Whether you’re seeking traditional Hungarian cuisine or a fusion of Japanese and South American flavours, each of Budapest’s fine-dining venues offers an unforgettable culinary experience.
In recent years, the Hungarian capital has cemented its reputation as Central Europe’s premier fine-dining destination. With a significant selection of top-quality restaurants on offer and no fewer than six awarded a coveted Michelin star, Budapest is a gastronomic force to be reckoned with.

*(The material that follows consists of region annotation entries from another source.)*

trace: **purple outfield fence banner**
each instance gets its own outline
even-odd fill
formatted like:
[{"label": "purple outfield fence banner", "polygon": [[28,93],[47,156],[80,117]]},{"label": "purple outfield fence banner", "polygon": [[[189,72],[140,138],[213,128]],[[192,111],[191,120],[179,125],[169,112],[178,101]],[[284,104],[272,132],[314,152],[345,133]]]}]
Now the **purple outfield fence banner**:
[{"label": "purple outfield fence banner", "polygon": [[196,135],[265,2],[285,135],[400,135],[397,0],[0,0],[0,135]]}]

Hungarian food writer Zsófia Mautner recommends Babel as one of her top 10 restaurants in Budapest, describing it as the ultimate destination for contemporary Transylvanian cuisine in the Hungarian capital. At Michelin-star Babel, executive chef István Veres uses ingredients that evoke the region where he grew up. The menu itself harks back to the childhood memories of the restaurant’s young, visionary chef, and the concept at the heart of Babel’s cuisine rests upon this nostalgia. The 10-course tasting menu features singular signature dishes such as trout with lichen, beef tendon and radish or a broth of Tokaj wine, celeriac and parsley. A seven-course vegan tasting menu is also on offer at Babel.

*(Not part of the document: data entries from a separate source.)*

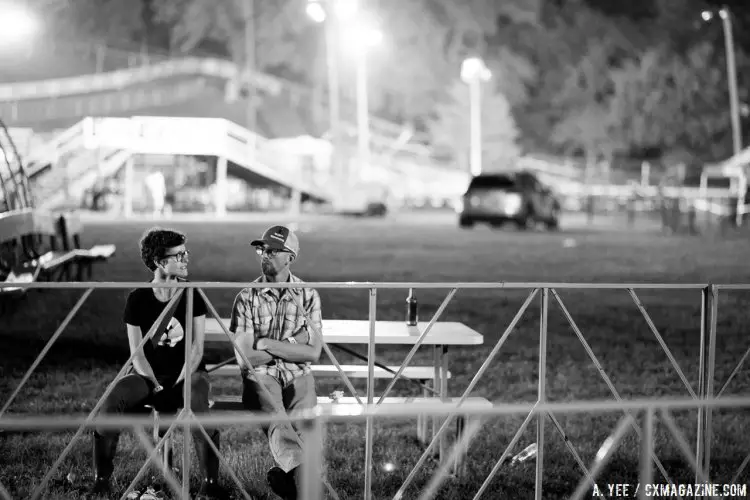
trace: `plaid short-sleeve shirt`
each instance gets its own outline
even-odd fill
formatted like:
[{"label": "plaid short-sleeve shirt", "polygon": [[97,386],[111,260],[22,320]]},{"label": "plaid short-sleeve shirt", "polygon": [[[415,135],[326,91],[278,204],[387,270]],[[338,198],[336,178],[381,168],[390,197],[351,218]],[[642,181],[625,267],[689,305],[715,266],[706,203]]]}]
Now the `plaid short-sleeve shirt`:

Since opening in 2010, MÁK Bistro has been offering patrons a state-of-the-art gastronomic experience within its signature relaxed, unpretentious atmosphere. MÁK’s manager Vajda Zsófia points out how chef János Mizsei’s love for different textures, acidity and unusual combinations of ingredients earned him the title of Hungary’s best young chef in 2014. While Hungarian culinary tradition remains the basis of MÁK’s cuisine, a clearly Scandinavian twist is also a firm part of its identity, with dishes such as the carrot, caviar and pine starter or its poppyseed and sour cherry dessert stealing the spotlight.
Located within the historical Dorottya Palace in Budapest’s elegant fifth district, Baraka has been a fine-dining destination for lovers of French and Asian cuisine since 2001. While the restaurant’s sleek, chic design is the culmination of co-owner Leora Seboek’s vision, her husband David can be found in the restaurant’s kitchen baking bread alongside Baraka’s chef Márton Keve. Although chef Keve is extremely proud of his plant-based degustation menu, he admits to have found it challenging and rewarding in equal parts. For meat-eaters, he strongly recommends his signature fusion dish of pigeon served with red cabbage, quince and buckwheat.

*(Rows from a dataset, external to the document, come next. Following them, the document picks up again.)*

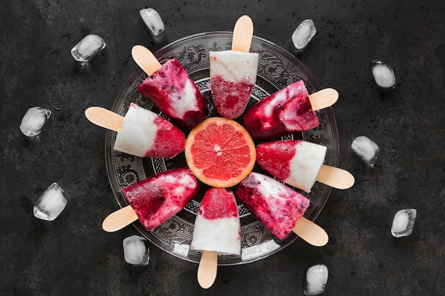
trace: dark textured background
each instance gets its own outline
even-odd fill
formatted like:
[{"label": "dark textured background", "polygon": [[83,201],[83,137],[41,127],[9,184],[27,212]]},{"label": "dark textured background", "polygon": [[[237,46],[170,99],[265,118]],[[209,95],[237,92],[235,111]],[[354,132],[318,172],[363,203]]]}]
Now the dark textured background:
[{"label": "dark textured background", "polygon": [[[0,294],[5,295],[301,295],[306,268],[329,270],[326,295],[445,295],[445,2],[334,1],[0,0]],[[139,11],[152,7],[166,31],[155,40]],[[333,190],[316,222],[330,235],[315,248],[297,240],[244,265],[220,267],[201,289],[198,265],[150,248],[148,266],[124,260],[129,226],[101,229],[117,209],[104,158],[104,130],[87,121],[90,106],[111,108],[136,69],[136,44],[155,51],[178,38],[232,31],[251,16],[254,35],[291,50],[304,19],[318,32],[297,57],[320,84],[340,94],[333,109],[340,136],[339,166],[356,179]],[[75,71],[70,49],[85,34],[106,49]],[[387,60],[397,87],[380,92],[369,63]],[[53,111],[40,141],[18,126],[34,106]],[[358,136],[381,148],[373,170],[352,153]],[[57,182],[68,204],[54,221],[35,218],[32,203]],[[394,214],[414,207],[412,236],[395,239]]]}]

One of Budapest’s foremost fine-dining venues, Stand received its Michelin star only nine months after opening. Chefs Szabina Szulló and Tamás Széll describe how their approach is primarily a reflection on the possibilities afforded by Hungarian ingredients, all the while meeting the expectations of world-class contemporary gastronomic experience. Showcasing the chefs’ interpretation of Hungarian cuisine, Stand’s menu includes traditional favourites such as goulash soup or somlói galuska (a layered of sponge cake with crème pâtissière and chocolate sauce). Whilst these may not confer much pomp and circumstance, the precision and attention to detail dedicated to each is unmistakable.
A relative newcomer to the Budapest culinary scene (opened in 2019), Laurel offers patrons a more casual fine-dining experience, as manager and owner Gergely Báthory explains. Laurel’s eight-course Chef’s Menu consists of a symphony of head chef Ádám Mede’s signature dishes including rooster broth or his highly sought-after catfish stew. For non-meat eaters, the seasonal menu – changed four times a year – is also available in a plant-based, vegan version.
Nobu Budapest is the first and only Central European member of the well-known worldwide dining empire of the same name. Located at the very heart of the Pest side of town, inside the Kempinski Hotel Corvinus, Nobu offers the opportunity to explore a new culinary universe. Here, chef Nobuyuki Matsuhisa re-interprets traditional Japanese techniques to create innovative dishes inspired by South American flavours. The elegant restaurant’s signature dishes include Alaskan black cod with miso and yellowtail sashimi with jalapeño.
Owners Tamás Horváth and Zoltán Kalocsai explain how with the opening of Textúra they dreamt of bringing back the intimacy and informality that once defined their award-winning, Michelin-star restaurant Borkonyha. Although Textúra focuses on traditional cooking methods such as poaching, smoke-curing and slow-cooking, the kitchen is also a place for playfulness and experimentation. Executive chef Ákos Sárközi’s wild boar neck with cabbage comes highly recommended.
At Tigris, located within a historical building dating back to the 1830s, traditional Hungarian flavours meet fine dining in an elegant contemporary atmosphere. While the restaurant offers an expansive collection of almost 10,000 bottles of wine, it is most proud of its limited-edition bottles from the acclaimed Hungarian Gere and Szepsy wineries. Tigris is renowned for its unparalleled selection of foie gras, which it sources exclusively from the highest quality Hungarian producer.